Premium Aircraft Stock
The museum has several premium WWII fighter aircraft including a replica A6M Zero (made for the movie “Tora, Tora, Tora”), a North American P-51 Mustang, and a GoodYear FG-1D Corsair, to name a few. In addition, there are all kinds of genuine personal artifacts and memorabilia spanning several decades from World War II to Vietnam and beyond. This latter aspect is something you don’t necessarily get to see in quantity at the bigger museums, although I did read the personal diary of a combat aviator at Boeing yesterday. Pretty cool, to read someone’s daily accounts of their combat experiences from that era. Olympic has a sizable collection of more local artifacts and documents that make it more specialized in that respect.
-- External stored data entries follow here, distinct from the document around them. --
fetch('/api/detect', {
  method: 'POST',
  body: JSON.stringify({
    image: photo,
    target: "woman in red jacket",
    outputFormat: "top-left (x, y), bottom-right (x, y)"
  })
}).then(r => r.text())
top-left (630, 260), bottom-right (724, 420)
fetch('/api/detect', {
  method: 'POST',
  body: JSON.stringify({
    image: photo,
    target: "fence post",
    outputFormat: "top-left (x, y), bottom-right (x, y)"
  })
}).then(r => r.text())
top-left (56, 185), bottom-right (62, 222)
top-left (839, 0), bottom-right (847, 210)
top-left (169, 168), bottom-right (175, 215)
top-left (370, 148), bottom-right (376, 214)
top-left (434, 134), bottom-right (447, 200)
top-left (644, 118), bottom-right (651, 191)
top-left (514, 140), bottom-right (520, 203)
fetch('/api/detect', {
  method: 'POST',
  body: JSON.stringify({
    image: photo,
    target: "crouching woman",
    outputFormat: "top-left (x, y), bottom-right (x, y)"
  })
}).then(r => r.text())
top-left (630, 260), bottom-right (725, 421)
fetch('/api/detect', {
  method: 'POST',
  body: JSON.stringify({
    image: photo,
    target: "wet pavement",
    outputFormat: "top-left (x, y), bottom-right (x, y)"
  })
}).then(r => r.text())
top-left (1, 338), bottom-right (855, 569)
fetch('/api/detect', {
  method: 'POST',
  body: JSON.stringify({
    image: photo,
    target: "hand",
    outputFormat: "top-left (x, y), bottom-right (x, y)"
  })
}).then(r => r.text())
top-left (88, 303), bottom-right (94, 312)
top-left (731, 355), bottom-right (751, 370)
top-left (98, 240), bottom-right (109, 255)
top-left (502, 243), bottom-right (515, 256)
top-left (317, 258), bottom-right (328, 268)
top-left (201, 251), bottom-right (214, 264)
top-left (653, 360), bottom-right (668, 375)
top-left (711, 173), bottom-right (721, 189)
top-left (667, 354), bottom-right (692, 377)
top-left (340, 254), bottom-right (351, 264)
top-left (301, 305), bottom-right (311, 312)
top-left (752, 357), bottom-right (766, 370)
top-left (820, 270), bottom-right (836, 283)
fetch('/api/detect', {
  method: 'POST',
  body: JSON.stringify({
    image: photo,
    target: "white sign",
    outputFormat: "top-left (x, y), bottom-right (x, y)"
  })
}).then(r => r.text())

Olympic Flight Museum is only 10 minutes away down Old Highway 99, so it’s great for adding to my aviation photography for which I’m working on a serious project collection. Currently, I’m focusing on the Golden Era of Aviation, specifically World War II combat aircraft up to what I consider to be the end of that era, the development and introduction of the Boeing 747, one of the largest jet airliners ever built. They have the original prototype used for testing and certification at the outdoor pavilion at the Boeing Museon of Flight, and it is absolutely massive. To see the passenger area without all the seats, occupied instead by an array of testing equipment, is an interesting sight.
A Focus on World War II Aircraft
But my focus is on WWII era aircraft right now, and so the museum’s Corsair, Mustang and Zero are always a reason for me to visit again. The images posted here from my recent visit are exploratory in working towards a more developed and refined level of artistry.
My intent with photographing these aircraft is to make images that go beyond typical “airplane photos” and show you, the viewer, something you haven’t seen before.
Olympic Flight Museum has airshows several times a year so be sure to stop by, see their amazing collection, support them with a purchase in their store, and pick up their publications and calendar. You’re sure to enjoy it!